Department of Biochemistry and Molecular Biology, Institute for Biophysical Dynamics, University of Chicago, Illinois, USA.
Biophys J. 2011 Jan 19;100(2):440-9. doi: 10.1016/j.bpj.2010.10.053.
The initial output of a time-resolved macromolecular crystallography experiment is a time-dependent series of difference electron density maps that displays the time-dependent changes in underlying structure as a reaction progresses. The goal is to interpret such data in terms of a small number of crystallographically refinable, time-independent structures, each associated with a reaction intermediate; to establish the pathways and rate coefficients by which these intermediates interconvert; and thereby to elucidate a chemical kinetic mechanism. One strategy toward achieving this goal is to use cluster analysis, a statistical method that groups objects based on their similarity. If the difference electron density at a particular voxel in the time-dependent difference electron density (TDED) maps is sensitive to the presence of one and only one intermediate, then its temporal evolution will exactly parallel the concentration profile of that intermediate with time. The rationale is therefore to cluster voxels with respect to the shapes of their TDEDs, so that each group or cluster of voxels corresponds to one structural intermediate. Clusters of voxels whose TDEDs reflect the presence of two or more specific intermediates can also be identified. From such groupings one can then infer the number of intermediates, obtain their time-independent difference density characteristics, and refine the structure of each intermediate. We review the principles of cluster analysis and clustering algorithms in a crystallographic context, and describe the application of the method to simulated and experimental time-resolved crystallographic data for the photocycle of photoactive yellow protein.
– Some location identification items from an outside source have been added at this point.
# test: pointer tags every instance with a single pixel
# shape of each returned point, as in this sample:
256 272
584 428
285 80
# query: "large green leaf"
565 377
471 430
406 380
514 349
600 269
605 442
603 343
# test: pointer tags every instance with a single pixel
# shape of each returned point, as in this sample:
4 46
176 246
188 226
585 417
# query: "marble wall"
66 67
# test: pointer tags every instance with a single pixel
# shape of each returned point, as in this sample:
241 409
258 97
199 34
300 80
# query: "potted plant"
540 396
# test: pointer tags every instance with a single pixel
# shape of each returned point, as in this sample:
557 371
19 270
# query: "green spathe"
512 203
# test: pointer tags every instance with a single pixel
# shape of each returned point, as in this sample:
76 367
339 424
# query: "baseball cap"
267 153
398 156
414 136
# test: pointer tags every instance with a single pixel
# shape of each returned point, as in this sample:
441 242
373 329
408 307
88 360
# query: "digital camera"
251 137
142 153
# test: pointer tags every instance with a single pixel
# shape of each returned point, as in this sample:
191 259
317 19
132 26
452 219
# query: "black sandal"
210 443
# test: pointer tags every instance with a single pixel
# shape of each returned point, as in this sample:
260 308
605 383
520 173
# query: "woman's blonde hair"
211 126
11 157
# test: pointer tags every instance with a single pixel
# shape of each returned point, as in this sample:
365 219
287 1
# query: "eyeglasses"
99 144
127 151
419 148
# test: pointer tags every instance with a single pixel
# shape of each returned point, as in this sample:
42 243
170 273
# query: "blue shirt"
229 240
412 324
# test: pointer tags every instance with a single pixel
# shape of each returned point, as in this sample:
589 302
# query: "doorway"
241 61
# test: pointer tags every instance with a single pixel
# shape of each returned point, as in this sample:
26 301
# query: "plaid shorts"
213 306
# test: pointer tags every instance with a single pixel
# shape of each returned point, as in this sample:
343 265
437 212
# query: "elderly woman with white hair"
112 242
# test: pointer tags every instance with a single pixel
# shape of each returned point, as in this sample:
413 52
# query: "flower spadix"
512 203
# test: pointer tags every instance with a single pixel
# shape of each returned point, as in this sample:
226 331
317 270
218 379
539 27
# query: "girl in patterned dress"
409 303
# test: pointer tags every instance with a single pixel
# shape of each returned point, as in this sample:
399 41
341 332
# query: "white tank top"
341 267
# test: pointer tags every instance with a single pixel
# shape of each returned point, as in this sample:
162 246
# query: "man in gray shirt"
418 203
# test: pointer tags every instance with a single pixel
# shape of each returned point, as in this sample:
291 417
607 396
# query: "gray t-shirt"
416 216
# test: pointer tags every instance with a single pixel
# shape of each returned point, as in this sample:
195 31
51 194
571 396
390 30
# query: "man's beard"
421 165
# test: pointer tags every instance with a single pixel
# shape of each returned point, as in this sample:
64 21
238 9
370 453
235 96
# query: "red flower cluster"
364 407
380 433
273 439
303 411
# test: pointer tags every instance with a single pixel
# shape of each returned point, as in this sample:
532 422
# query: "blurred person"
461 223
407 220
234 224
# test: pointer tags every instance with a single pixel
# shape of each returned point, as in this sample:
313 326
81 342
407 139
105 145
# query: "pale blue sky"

时间分辨大分子晶体学实验的初始输出是一个时变的差电子密度图系列,它显示了反应过程中基础结构的时变变化。目标是以少量可晶体学精修的、与时间无关的结构来解释这些数据,这些结构与每个反应中间体相关联;确定这些中间体相互转化的途径和速率系数;从而阐明化学动力学机制。实现这一目标的一种策略是使用聚类分析,这是一种根据对象的相似性对其进行分组的统计方法。如果在时间相关的差分电子密度 (TDED) 图中特定体素的差分电子密度对一个且仅一个中间体的存在敏感,则其时间演化将与该中间体的浓度随时间的变化完全平行。因此,其基本原理是根据 TDED 的形状对体素进行聚类,使得每个体素组或聚类对应于一个结构中间体。也可以识别反映存在两个或更多特定中间体的体素聚类。然后,可以从这些分组中推断出中间体的数量,获得它们与时间无关的差分密度特征,并精修每个中间体的结构。我们在晶体学背景下回顾了聚类分析和聚类算法的原理,并描述了该方法在光致变色黄色蛋白光循环的模拟和实验时间分辨晶体学数据中的应用。